Anthropic’s response was access restriction. Project Glasswing, announced April 6, 2026, limits Mythos Preview to a consortium of major technology companies — Amazon, Apple, Cisco, CrowdStrike, Google, Microsoft, Nvidia, Palo Alto Networks among them — backed by $100 million in usage credits and 90-day reporting commitments.

This is responsible. It is also a playbook with a known failure mode.

The Cloud Security Alliance’s analysis contains the finding that should keep Glasswing’s architects up at night. Mythos’s offensive capabilities, they wrote, “emerged as a downstream consequence of general improvements in coding ability, planning, and autonomous tool use” — not from targeted security training. Every laboratory pushing SWE-bench scores higher is, in passing, building offensive capability. You cannot gate a capability that arises spontaneously from making code assistants better.

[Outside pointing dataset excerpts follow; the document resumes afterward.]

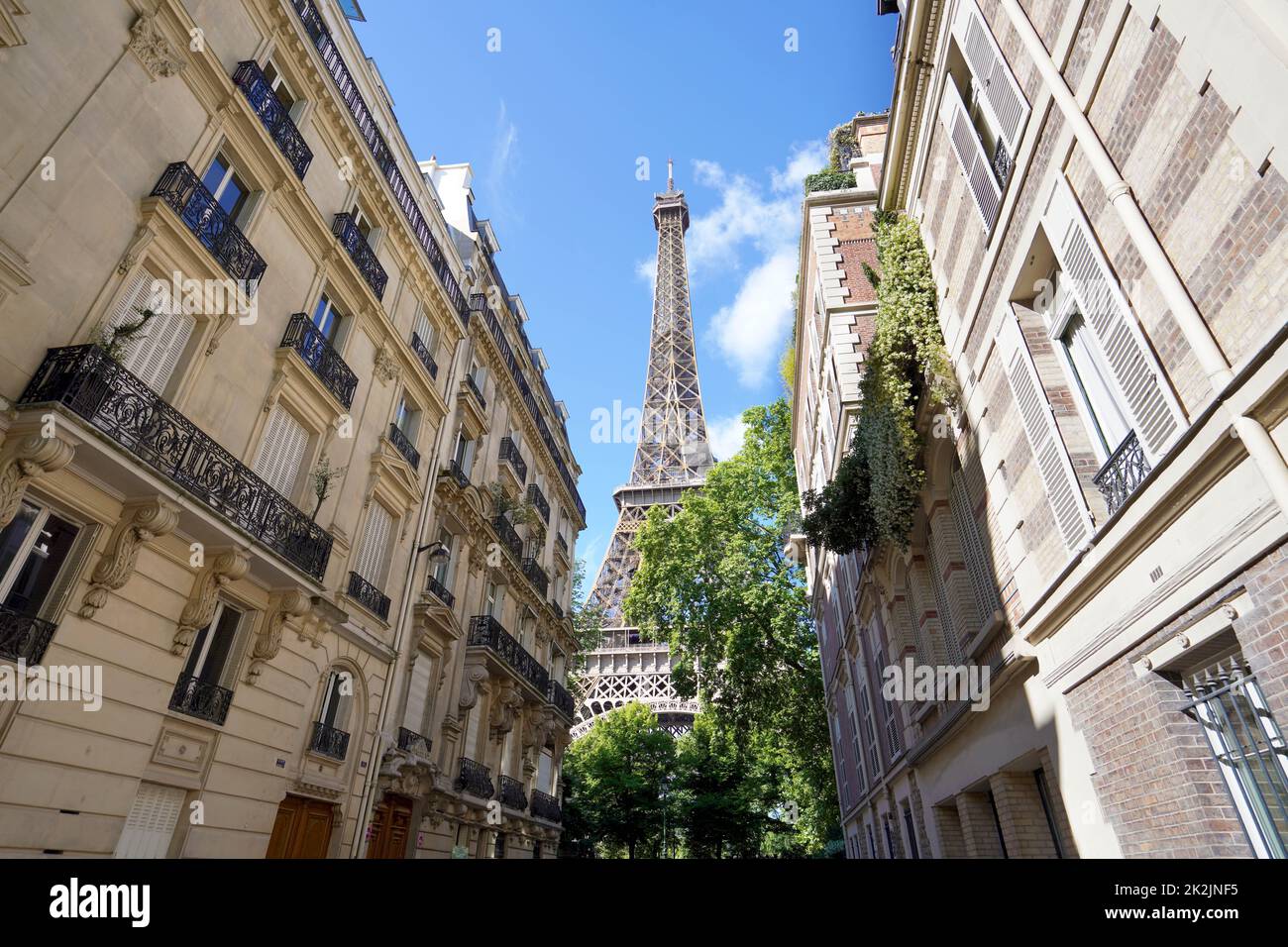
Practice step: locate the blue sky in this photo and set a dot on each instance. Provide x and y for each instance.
(554, 124)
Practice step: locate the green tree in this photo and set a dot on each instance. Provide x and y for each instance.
(614, 781)
(713, 581)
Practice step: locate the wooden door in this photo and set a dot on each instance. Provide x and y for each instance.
(301, 830)
(390, 825)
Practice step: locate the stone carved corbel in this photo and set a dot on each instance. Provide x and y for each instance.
(29, 459)
(288, 608)
(227, 567)
(142, 521)
(159, 55)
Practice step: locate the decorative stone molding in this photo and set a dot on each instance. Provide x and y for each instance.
(154, 51)
(227, 566)
(142, 521)
(26, 460)
(286, 608)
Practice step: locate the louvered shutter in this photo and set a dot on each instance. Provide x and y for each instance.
(417, 693)
(375, 543)
(282, 451)
(1001, 94)
(1155, 415)
(1061, 484)
(983, 184)
(151, 822)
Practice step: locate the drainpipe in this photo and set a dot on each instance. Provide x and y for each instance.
(359, 848)
(1256, 440)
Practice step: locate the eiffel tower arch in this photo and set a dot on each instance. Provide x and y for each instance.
(673, 455)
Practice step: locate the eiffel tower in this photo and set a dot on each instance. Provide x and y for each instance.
(673, 455)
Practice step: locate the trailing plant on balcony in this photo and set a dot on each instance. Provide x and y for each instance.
(874, 495)
(115, 341)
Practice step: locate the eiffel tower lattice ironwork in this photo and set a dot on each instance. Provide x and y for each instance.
(673, 455)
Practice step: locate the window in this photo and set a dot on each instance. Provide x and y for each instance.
(150, 825)
(281, 451)
(373, 560)
(228, 188)
(327, 318)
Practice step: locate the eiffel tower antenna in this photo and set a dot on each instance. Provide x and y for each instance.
(673, 455)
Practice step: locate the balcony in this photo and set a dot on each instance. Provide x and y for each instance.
(475, 779)
(513, 795)
(410, 741)
(329, 741)
(536, 575)
(24, 637)
(456, 472)
(419, 347)
(434, 587)
(404, 447)
(201, 698)
(545, 805)
(250, 78)
(475, 389)
(369, 596)
(505, 531)
(510, 454)
(333, 64)
(183, 192)
(561, 698)
(487, 631)
(335, 375)
(539, 501)
(1122, 474)
(86, 381)
(361, 253)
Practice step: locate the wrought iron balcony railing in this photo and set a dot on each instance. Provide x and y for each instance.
(507, 535)
(335, 375)
(456, 472)
(250, 78)
(510, 454)
(487, 631)
(329, 741)
(439, 591)
(539, 501)
(369, 596)
(561, 698)
(404, 447)
(183, 192)
(545, 805)
(536, 575)
(85, 380)
(361, 253)
(421, 351)
(476, 390)
(24, 635)
(1122, 474)
(201, 698)
(410, 741)
(366, 124)
(513, 793)
(475, 779)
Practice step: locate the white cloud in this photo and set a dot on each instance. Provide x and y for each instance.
(764, 223)
(725, 436)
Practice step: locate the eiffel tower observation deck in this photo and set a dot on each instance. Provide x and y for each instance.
(673, 455)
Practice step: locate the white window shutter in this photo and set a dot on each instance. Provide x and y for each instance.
(281, 451)
(1063, 489)
(1003, 95)
(375, 541)
(1155, 415)
(151, 822)
(970, 154)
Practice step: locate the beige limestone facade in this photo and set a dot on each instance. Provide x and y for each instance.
(1099, 184)
(279, 470)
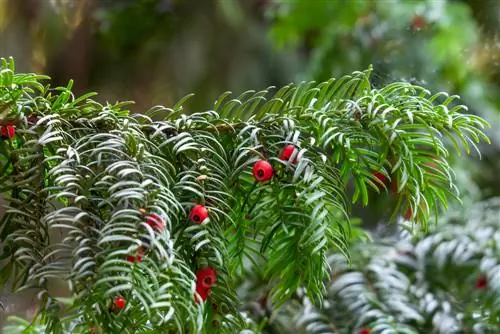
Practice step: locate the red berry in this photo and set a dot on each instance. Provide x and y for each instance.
(120, 303)
(8, 131)
(262, 171)
(203, 293)
(198, 214)
(481, 282)
(206, 277)
(155, 221)
(287, 153)
(394, 185)
(138, 257)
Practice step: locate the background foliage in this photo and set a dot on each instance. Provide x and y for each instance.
(177, 47)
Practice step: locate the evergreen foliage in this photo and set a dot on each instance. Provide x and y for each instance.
(83, 179)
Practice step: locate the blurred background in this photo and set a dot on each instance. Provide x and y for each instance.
(156, 51)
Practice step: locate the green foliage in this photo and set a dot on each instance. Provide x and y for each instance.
(79, 173)
(444, 281)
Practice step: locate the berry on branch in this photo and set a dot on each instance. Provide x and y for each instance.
(408, 213)
(8, 131)
(198, 214)
(287, 153)
(262, 171)
(206, 277)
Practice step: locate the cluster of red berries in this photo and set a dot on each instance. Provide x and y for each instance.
(7, 131)
(198, 214)
(262, 169)
(205, 280)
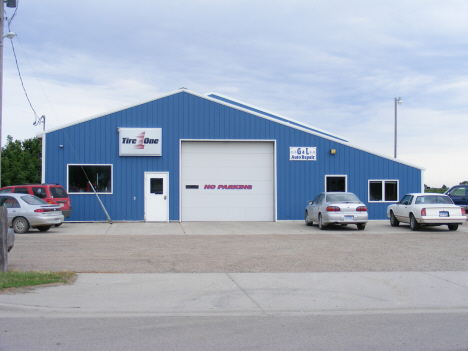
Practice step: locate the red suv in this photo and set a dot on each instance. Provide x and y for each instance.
(51, 193)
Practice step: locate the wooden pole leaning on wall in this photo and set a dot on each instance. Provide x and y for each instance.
(3, 241)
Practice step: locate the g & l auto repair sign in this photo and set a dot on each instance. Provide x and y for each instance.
(302, 153)
(140, 142)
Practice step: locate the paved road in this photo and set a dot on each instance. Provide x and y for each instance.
(258, 286)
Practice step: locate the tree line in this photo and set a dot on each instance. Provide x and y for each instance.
(21, 161)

And the asymmetry cuts the wrong way. Offensive use requires access plus intent. Defensive use requires organizational readiness, patching infrastructure, and the ability to act at speed. Enterprise patching runs on weekly cycles. AI-discovered vulnerabilities become exploitable in hours. Restricting the scanning tool to eleven companies leaves the other ten million internet-facing organizations using weaker alternatives, while attackers use whatever they can access. Manifold’s median forecast for broader Mythos-class access is around five months out. Glasswing buys one product cycle. Then the gate stops mattering.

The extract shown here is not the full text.